1. Pengolahan Sampah dengan Landfill
Pemrosesan akhir sampah secara umum di Indonesia adalah
menggunakan sistem land disposal (penyingkiran limbah ke dalam tanah). Penyingkiran limbah ke dalam tanah yang disertai dengan pengurugan/penimbunan dikenal dengan istilah landfilling. Sanitary landfill adalah metode landfilling yang aplikasinya memperhatikan aspekaspek sanitasi limgkungan. Menurut Damanhuri (2010), definisi sanitary landfill adalah metode pengurugan sampah ke dalam tanah, dengan menyebarkan sampah secara lapis perlapis pada sebuah site (lahan) yang telah disiapkan, kemudian dilakukan pemadatan dengan alat berat, dan pada akhir hari operasi, urukan sampah tersebut kemudian ditutup dengan tanah penutup. Sedangkan metode yang digunakan sebelumnya yaitu sistem open dumping tidak mengikuti tata cara yang sistematis serta tidak memperhatikan dampak pada lingkungan.

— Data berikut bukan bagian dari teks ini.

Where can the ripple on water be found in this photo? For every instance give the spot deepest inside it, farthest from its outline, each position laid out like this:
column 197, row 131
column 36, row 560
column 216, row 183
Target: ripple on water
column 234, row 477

2. Pengolahan Sampah dengan Insinerator
Salah satu jenis pengolah sampah yang sering digunakan sebagai
alternatif penanganan sampah adalah insinerator. Saat ini teknologi insinerator dengan penangkap panas (enersi) dikenal sebagai waste- toenergy. Khusus untuk sampah kota, sebuah insinerator akan dianggap layak bila selama pembakarannya tidak dibutuhkan subsidi enersi dari luar. Jadi sampah tersebut harus terbakar dengan sendirinya. Sejenis sampah akan disebut layak untuk insinerator, bila mempunyai nilai kalor sebesar paling tidak 1200 kcal/kg-kering. Jumlah sampah kota di Indonesia, angka ini umumnya merupakan ambang tertinggi. Sampah kota di Indonesia dikenal mempunyai kadar air yang tinggi (sekitar 60 %), sehingga akan mempersulit untuk terbakar sendiri. Hambatan utama penggunaan insinerator adalah kekhawatiran akan pencemaran udara. Insinerasi modular juga sering disebut-sebut sebagai alternatif dalam mengurangi massa sampah yang akan diuangkut ke TPA. Beberapa Dinas Kebersihan di Indonesia juga mempunyai minat yang serius dengan pembakaran sampah di tingkat kawasan sebelum sampah diangkut ke TPA. Persoalan yang timbul adalah bagaimana mencari lokasi yang cocok, dan yang paling penting adalah bagaimana mengurangi dampak negatif dari pencemaran udara, termasuk adanya asap, bau pembakaran, dsb. Dari sekian banyak jenis pencemaran udara yang mungkin timbul, maka tampaknya yang paling dikhawatirkan adalah munculnya dioxin, yang dapat diminimalkan bila bahan plastik, khususnya PVC, tidak ikut terbakar di incinerator (Damanhuri, 2010).